The history of classical-music performance in the United States is rife with systemic racial exclusions—with a legacy of whites policing major performing arts institutions, venues, audiences, and artists. The details differed according to date and location. That legacy, in turn, contains many puzzles, as in the lifelong devotion of the African American contralto Marian Anderson to “O mio Fernando,” an aria from Donizetti’s opera La favorita. On the one hand, opera arias are basic to the repertory of singers in classical music, so Anderson’s allegiance makes total sense. On the other, she, together with gifted African American singers of her generation and earlier, were banned from major opera houses, including the Metropolitan Opera Company. In January 1955, in her late 50s, Anderson finally broke through the Met’s exclusions—which had amounted to Jim Crow policies—when she made a debut in Verdi’s Un ballo in maschera. In the process, she opened the door for other African American virtuosos, such as Mattiwilda Dobbs, Robert McFerrin, and Leontyne Price, to name only a few.
Yet despite the negative connotations that “O mio Fernando” might have represented for Anderson, it became one of her go-to numbers. She performed it across the country and around the world, often in highly visible and contested settings. She sang it over the radio. And she delivered all those performances knowing that the role of Leonora, a character caught in a love triangle, was off-limits. Asked by an interviewer decades later if she had been “anxious” in her youth to sing opera, Anderson responded: “Oh, yes, indeed. To come home from high school [in Philadelphia], we had to go under a railroad trestle and the trains would be rolling along. And I remember thinking, ‘Oh, if just one of these days I could be on a train with the Metropolitan Opera Company going somewhere.’ And I prayed to the evening star, and I prayed and I prayed. So I had dreamed about it for a very long time—from high school days through the better part of my career.”
Perhaps “O mio Fernando” helped sustain Anderson’s dreams. Perhaps it became a form of quiet protest—a way of proclaiming her virtuosity and talent within a repertory tenaciously policed as white. Perhaps it simply felt good in her voice and brought pleasure in performance.
Whatever the motivation, Anderson performed “O mio Fernando” over and over at career-defining moments. She first studied it with Giuseppe Boghetti, an early teacher who was central to her development, and she leaned on it while trying to gain a foothold in a tough business. Her crucial early performances of “O mio Fernando” included her debut in 1924 in New York City’s Town Hall (a disappointment) and a now-famous contest sponsored in 1925 by the National Music League and the Stadium Concerts of the New York Philharmonic (a triumph). “Before my turn came, that song had been sung already six times,” Anderson recalled about hearing “O mio Fernando” as she waited to be called on the contest stage. “The teacher I was studying with then [Boghetti] had said no matter what the judges do—they have those little steel things that they make a noise with if they have heard enough—don’t you stop until you get to the end. At the end I had a trill which he thought wasn’t bad. Fortunately, they didn’t try to stop me.” Not only did the judges let her keep singing, but they chose her as one of 4 winners out of a pool of 300 contestants. The prize was a debut with the New York Philharmonic at an outdoor summertime concert in Lewisohn Stadium on August 26, 1925, where she delivered “O mio Fernando” to a mixed-race crowd of 7,500. That concert was a landmark date in the halting history of racial desegregation in the performance of classical music in the United States.

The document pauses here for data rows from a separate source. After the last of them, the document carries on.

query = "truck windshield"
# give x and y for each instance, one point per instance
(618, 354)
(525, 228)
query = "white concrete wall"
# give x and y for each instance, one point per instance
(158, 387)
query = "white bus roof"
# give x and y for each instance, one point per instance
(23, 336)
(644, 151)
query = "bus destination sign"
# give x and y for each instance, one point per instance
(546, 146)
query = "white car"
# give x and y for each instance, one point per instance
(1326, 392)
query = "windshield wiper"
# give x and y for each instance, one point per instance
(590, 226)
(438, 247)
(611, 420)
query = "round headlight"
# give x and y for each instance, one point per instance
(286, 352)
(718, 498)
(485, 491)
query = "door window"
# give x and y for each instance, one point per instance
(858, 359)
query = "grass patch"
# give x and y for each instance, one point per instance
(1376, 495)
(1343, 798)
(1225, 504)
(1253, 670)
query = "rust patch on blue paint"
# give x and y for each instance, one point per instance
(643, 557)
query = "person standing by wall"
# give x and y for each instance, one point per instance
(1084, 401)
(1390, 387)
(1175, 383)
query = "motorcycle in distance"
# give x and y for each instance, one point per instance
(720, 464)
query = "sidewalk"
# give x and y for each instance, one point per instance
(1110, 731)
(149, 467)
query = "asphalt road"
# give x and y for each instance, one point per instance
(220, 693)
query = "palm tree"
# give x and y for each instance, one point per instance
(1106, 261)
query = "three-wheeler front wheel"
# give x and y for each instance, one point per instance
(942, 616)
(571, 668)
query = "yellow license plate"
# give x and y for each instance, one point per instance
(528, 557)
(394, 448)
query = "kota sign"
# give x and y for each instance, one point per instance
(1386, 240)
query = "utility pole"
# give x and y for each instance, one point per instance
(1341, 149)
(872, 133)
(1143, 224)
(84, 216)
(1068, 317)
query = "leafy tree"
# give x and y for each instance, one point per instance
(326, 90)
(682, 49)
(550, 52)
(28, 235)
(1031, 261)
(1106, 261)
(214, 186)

Anderson did not stop there with Donizetti’s aria, and a complete list of her performances would be long indeed. Some highlights: her first performance in Scandinavia in 1930, her legendary concert at the Lincoln Memorial in 1939, her debut solo recital in the old Metropolitan Opera House in 1943 (an event for which her manager rented the hall while she continued to be shut out by the opera company), and her debut with the New York Philharmonic in Carnegie Hall in 1946. There were many more. By the time she began her farewell tour in 1964 in her late sixties, Anderson had dropped “O mio Fernando” from the program. At that point, she had aged out of delivering a razzle-dazzle aria assigned to a character who is a sexy young mistress.
“There are some songs that I have been doing so often that I can see the printed music, though my eyes are closed,” Anderson wrote in her autobiography My Lord, What a Morning (1956). “O mio Fernando” was tops among them.
Selected Reference
Anderson interview quotations from: Barbara Klaw, “’A Voice One Hears Once in a Hundred Years’: An Interview with Marian Anderson,” American Heritage, 28 (February 1977), 50-57.